– This review contains spoilers –
As some of us students enter our twenty-something years, it can be difficult to feel a sense of stability. With new friendships, relationships, housing, schedules, or a new job, life can feel overwhelming. Sometimes you just need something to hold onto and to keep you stable. Dolly Alderton’s Everything I Know About Love is just that. It is a book that will ground you in your twenty-something discomfort. It reassures you that you will move past, grow, and learn from all the mistakes you will and are making—hopefully.
In this article, I will be taking a closer look at all my favourite and not-so-favourite parts of Everything I Know About Love, and with any luck, I will encourage you to do the same, give it a read and make some opinions of your own.
For context: This memoir is from the perspective of a white middle-class woman growing up in the suburbs of England and later in London. This needs to be addressed before I continue, as her whiteness plays a big role in all of her stories.

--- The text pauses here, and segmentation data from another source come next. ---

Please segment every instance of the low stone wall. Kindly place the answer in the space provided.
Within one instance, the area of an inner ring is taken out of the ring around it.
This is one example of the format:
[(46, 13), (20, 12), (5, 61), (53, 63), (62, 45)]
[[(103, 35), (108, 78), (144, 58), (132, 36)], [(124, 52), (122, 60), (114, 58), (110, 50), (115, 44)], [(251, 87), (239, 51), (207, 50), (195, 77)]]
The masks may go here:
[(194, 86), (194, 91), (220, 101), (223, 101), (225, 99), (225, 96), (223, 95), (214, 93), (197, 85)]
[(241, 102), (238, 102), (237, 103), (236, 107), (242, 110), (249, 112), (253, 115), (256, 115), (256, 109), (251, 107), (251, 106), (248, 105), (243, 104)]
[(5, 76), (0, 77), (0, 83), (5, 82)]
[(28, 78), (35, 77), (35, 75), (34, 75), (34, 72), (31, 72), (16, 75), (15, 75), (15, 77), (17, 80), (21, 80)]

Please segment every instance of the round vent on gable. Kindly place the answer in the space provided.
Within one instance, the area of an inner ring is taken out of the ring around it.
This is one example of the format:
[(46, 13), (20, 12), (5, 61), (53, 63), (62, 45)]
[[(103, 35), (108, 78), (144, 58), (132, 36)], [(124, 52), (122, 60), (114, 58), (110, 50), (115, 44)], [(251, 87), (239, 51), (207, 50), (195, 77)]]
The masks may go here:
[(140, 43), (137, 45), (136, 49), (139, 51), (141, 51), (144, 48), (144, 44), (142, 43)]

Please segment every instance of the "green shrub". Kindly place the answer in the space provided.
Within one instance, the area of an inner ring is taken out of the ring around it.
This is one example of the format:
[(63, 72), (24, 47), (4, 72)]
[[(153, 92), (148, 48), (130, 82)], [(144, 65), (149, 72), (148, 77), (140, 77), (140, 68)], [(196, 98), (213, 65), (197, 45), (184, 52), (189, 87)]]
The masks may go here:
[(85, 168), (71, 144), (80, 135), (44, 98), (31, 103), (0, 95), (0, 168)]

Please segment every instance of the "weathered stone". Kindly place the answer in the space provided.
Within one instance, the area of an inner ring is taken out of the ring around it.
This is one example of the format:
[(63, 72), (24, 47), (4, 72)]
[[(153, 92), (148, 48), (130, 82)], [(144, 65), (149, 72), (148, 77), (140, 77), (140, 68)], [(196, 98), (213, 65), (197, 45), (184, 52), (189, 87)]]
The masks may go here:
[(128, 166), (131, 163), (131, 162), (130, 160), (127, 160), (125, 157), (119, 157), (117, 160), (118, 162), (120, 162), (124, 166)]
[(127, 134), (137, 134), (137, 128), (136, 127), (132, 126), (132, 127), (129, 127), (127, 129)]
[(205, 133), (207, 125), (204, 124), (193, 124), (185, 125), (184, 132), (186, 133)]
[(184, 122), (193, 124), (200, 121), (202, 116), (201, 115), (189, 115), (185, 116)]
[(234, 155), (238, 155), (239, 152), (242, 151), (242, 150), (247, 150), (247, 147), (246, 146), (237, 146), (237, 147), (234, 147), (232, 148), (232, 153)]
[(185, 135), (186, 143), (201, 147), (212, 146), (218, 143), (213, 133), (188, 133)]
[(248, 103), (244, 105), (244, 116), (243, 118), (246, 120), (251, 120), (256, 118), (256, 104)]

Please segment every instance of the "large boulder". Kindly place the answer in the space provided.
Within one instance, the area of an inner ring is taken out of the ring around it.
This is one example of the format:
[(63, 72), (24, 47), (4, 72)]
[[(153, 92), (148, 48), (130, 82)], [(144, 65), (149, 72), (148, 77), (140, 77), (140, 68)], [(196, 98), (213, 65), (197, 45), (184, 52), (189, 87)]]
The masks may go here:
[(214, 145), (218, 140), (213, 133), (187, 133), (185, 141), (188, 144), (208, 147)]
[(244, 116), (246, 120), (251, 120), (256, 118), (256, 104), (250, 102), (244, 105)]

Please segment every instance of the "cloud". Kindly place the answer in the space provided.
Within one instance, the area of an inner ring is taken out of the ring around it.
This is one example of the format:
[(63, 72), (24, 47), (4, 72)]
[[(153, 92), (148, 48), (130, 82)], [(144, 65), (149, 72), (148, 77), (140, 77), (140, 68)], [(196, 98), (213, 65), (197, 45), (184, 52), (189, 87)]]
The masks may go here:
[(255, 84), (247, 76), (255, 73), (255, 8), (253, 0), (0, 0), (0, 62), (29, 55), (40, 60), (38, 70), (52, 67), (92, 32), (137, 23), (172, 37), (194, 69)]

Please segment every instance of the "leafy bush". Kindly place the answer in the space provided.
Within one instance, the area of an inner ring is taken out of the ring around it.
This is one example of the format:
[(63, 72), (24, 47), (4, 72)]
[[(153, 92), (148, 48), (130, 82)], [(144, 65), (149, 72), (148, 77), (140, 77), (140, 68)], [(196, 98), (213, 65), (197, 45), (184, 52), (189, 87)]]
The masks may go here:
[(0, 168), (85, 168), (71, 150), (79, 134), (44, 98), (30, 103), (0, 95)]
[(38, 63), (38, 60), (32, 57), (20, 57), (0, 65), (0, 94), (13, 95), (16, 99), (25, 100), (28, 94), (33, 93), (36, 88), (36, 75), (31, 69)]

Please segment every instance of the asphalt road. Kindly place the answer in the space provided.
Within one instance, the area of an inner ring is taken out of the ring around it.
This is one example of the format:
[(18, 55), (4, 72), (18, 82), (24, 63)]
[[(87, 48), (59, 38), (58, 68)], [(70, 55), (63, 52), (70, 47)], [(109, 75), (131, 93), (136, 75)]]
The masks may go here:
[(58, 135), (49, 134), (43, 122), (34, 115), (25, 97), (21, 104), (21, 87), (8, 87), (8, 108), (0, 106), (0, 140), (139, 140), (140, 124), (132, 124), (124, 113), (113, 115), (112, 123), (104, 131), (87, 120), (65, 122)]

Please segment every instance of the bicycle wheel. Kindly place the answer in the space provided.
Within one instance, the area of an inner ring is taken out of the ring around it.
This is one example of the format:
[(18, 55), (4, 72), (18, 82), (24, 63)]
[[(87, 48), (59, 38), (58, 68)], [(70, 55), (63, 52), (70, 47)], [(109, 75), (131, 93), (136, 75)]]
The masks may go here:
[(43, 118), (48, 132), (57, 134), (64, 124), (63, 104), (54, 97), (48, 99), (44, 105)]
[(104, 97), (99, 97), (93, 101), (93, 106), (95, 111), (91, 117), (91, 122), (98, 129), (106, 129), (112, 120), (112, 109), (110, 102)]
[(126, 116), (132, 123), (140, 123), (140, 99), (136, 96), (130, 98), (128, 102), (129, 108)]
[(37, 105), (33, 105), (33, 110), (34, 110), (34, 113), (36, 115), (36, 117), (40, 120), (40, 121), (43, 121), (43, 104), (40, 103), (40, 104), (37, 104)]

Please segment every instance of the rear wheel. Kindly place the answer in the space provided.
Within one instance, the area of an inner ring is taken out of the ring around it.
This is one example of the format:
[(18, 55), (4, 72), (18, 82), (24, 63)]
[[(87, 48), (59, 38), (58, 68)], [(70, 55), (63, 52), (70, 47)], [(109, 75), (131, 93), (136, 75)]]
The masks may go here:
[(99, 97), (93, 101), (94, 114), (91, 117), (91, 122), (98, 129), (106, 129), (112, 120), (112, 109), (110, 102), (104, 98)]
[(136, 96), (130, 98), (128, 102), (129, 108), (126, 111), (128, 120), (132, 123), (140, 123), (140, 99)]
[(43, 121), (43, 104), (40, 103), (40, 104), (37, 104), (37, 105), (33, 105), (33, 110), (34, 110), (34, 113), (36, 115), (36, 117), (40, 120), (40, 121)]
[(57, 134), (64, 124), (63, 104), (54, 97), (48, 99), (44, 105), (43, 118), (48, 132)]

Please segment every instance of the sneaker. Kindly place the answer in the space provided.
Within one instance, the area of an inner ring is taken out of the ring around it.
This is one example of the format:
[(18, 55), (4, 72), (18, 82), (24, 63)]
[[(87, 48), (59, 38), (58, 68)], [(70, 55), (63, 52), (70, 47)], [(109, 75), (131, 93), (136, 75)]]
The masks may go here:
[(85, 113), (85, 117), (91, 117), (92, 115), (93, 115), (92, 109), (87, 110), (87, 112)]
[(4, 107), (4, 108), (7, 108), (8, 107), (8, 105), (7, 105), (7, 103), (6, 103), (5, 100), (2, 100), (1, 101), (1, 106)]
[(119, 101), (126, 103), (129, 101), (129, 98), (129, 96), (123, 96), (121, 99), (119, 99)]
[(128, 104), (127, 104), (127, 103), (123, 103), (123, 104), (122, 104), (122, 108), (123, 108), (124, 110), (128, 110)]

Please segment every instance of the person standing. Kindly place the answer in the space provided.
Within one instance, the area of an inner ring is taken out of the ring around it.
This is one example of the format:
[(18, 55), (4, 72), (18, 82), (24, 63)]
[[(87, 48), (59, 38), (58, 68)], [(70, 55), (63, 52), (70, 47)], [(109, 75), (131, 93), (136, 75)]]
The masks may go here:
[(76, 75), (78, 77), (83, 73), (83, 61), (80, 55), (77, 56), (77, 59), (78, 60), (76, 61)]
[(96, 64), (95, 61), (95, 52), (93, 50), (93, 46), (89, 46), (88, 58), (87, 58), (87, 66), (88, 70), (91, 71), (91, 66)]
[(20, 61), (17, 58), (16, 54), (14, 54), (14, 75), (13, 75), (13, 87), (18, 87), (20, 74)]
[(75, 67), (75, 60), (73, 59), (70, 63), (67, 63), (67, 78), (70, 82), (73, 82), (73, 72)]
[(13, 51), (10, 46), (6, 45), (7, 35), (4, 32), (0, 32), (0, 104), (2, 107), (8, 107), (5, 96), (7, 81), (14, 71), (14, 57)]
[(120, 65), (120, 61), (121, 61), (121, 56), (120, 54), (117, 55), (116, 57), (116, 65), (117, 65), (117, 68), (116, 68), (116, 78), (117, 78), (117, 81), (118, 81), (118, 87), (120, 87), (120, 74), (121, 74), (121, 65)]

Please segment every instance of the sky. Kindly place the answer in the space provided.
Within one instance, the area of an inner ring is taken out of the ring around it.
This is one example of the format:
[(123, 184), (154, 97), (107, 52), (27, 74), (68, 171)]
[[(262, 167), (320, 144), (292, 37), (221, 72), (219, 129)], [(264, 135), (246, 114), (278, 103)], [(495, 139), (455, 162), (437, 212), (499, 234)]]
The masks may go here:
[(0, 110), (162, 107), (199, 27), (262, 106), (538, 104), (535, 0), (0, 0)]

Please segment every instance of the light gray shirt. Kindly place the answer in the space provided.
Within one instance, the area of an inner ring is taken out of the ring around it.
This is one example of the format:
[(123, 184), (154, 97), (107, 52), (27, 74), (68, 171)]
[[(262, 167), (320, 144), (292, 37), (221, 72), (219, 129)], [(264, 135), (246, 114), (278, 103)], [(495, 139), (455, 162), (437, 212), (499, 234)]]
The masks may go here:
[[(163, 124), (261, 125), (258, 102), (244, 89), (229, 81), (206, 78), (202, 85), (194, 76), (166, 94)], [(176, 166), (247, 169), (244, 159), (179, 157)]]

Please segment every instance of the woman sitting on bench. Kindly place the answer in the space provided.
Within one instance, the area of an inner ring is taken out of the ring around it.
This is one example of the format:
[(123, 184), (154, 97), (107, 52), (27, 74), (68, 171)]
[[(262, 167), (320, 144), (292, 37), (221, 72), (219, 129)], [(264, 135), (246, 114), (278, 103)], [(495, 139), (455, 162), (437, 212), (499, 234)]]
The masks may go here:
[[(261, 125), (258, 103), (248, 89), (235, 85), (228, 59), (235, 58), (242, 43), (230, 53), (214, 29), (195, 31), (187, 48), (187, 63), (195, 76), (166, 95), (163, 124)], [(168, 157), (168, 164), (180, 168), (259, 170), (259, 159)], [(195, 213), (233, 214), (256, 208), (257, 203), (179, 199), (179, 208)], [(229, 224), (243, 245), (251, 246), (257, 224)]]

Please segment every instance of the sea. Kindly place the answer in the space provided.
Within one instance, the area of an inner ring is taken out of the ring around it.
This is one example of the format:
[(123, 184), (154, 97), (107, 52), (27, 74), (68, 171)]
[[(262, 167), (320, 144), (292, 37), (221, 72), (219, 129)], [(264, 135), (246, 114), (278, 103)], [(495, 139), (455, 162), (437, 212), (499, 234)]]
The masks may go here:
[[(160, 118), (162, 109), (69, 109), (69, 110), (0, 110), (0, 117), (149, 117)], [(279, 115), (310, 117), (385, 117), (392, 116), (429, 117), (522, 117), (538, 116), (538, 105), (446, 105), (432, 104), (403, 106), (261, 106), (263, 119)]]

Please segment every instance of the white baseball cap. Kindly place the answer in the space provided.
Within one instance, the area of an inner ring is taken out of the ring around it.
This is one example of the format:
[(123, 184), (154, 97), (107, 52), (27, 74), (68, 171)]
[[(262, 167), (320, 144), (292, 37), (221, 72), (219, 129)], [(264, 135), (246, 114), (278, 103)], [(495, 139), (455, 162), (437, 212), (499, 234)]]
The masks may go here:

Lots of the privilege she encounters stems from her whiteness. This is not to say that it’s a negative thing or that she does not deserve all the opportunities given to her, but it is necessary to acknowledge that for a lot of her experience and opportunities—especially in her career—her whiteness definitely helped her achieve some of them.
This fact is potentially why a good amount of her story resonated with me, as it mirrors who I am: a white middle-class woman who grew up (and is still living) in a suburb.
That is not to say that this book is only for the white middle class; there are beautiful stories of self-discovery, grief, loss, friendship, family, coming of age, self-acceptance, and, of course, love. I believe everyone can find a piece of themselves or some sort of self-reflection in this book.
I don’t think I have ever resonated and connected so deeply with a book in my entire life. That could simply be because I am not very well-read, or it could be because this book honestly deserves close to every good review it has received. Of course, with anything, there will be criticism, which not all, but most, I would agree with. However, overall, it is one of the best books I have read in a while. I laughed, cried, and felt like someone was grabbing my shoulders, looking into my eyes, and telling me that everything was going to be okay. Maybe it was the time in my life I was reading it, but it was like reading an older sister’s diary that she leaves specifically for you to learn and reflect on her triumphs and mistakes throughout her teens to her early thirties.
If you are a woman in your twenties (or really any person for that matter), I think this is the perfect book for you.
Alderton’s writing is easy to digest, heavy at times, and funny at most. It flows effortlessly, jumping chronologically, for the most part, through her life and follows the new challenges and triumphs she faces with each new chapter.
Throughout the book, Alderton adds recipes and random lists that oddly make it feel even more personal. However, there were chapters that would revolve solely around transcripts of exaggerated emails she would receive. Emails containing an invitation to a baby shower, bachelorette party (or hen night), bridal shower, or wedding. At times, these chapters felt much longer than they were, and I often found myself scanning them, hoping that when I flipped the page, it would be its last. Oftentimes, there would be another four pages of email to run through, but it wasn’t often enough that it ruined my overall takeaway from the book.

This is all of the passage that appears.